Всматриваюсь в него издалека, чуть ли не из-за угла, с некоторым суеверным удивлением — даже ужасом: что за метаморфоза — стекляшка стекляшкой, а притязания безграничные. И только после долгих раздумий смекаю: метаморфозы зеркала объясняются другим, похожим древнегреческим словом — метафора. Подобно тому как актер — олицетворенная метафора изобретенного героя, подобно тому как театр — умышленная метафора человеческой жизни, точно так же зеркало — метафора «окрестного мира», метафора искусства, метафора всякого, кто в него глядится. И вообще, кабы понадобилось придумать метафорическое изображение метафоры, то лучшего образа, чем зеркало, нельзя было бы и сыскать…
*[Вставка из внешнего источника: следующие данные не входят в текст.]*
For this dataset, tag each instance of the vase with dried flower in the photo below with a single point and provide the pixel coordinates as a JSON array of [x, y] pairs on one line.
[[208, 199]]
За всеми рациональными объяснениями и смыслами чудится нам в зеркале нечто иррациональное — намек на потусторонние знамения и знаки. Метафора эта располагает глубокими, поистине бездонными подтекстами, ошеломляет странными повадками, нередко ударяясь в диковинные крайности, противоречащие обывательским нормам. Блуждает она по окрестностям наших размышлений, чем-то подобная таинственному зверю в «Зеркале» Андрея Тарковского — там, за обжигающим багрянцем лесного пожара. Выбирается на опушку лишь по ночам, избегая нескромного, испытующего, любопытного взгляда. И тотчас назад. Тотчас в бега. Прочь от опасностей и лабораторий.
Может быть, наша метафора — и описание провоцируемых ею эмоций — всего только неуклюжий аналог знаменитых гумилевских строк? Вот этих:
Как некогда в разросшихся хвощах
Ревела от сознания бессилья
Тварь скользкая, почуя на плечах
Еще не появившиеся крылья,
Так век за веком — скоро ли, Господь?
Под скальпелем природы и искусства
Кричит наш дух, изнемогает плоть,
Рождая орган для шестого чувства.
Может быть, даже сей воображаемый зверь, рыкающий узник кинематографического леса, — всего только отсвет, отблеск, отражение великого стихотворного пророчества? Не исключено. Ибо метафора эта подвижна и многолика, неутомима в поиске все новых да новых воплощений, неравнодушна к маскарадным эффектам, внезапным исчезновениям, столь же внезапным возвратам, очевидна, как дважды два — четыре, загадочна, как сфинкс, переменчива, как Протей, неуловима, как красота или мотылек, и, как тень, навязчива, постоянна, неизгоняема.
Все это, впрочем, внешние проявления нашей метафоры. Сложнее выглядит ее эмоциональная подоплека, ее бытийный и событийный смысл, который с равным олимпийским успехом может свестись к трагедии или комедии, к бесстрастной констатации и кровавому бунту, кулуарной ухмылке и грандиозному философскому выводу.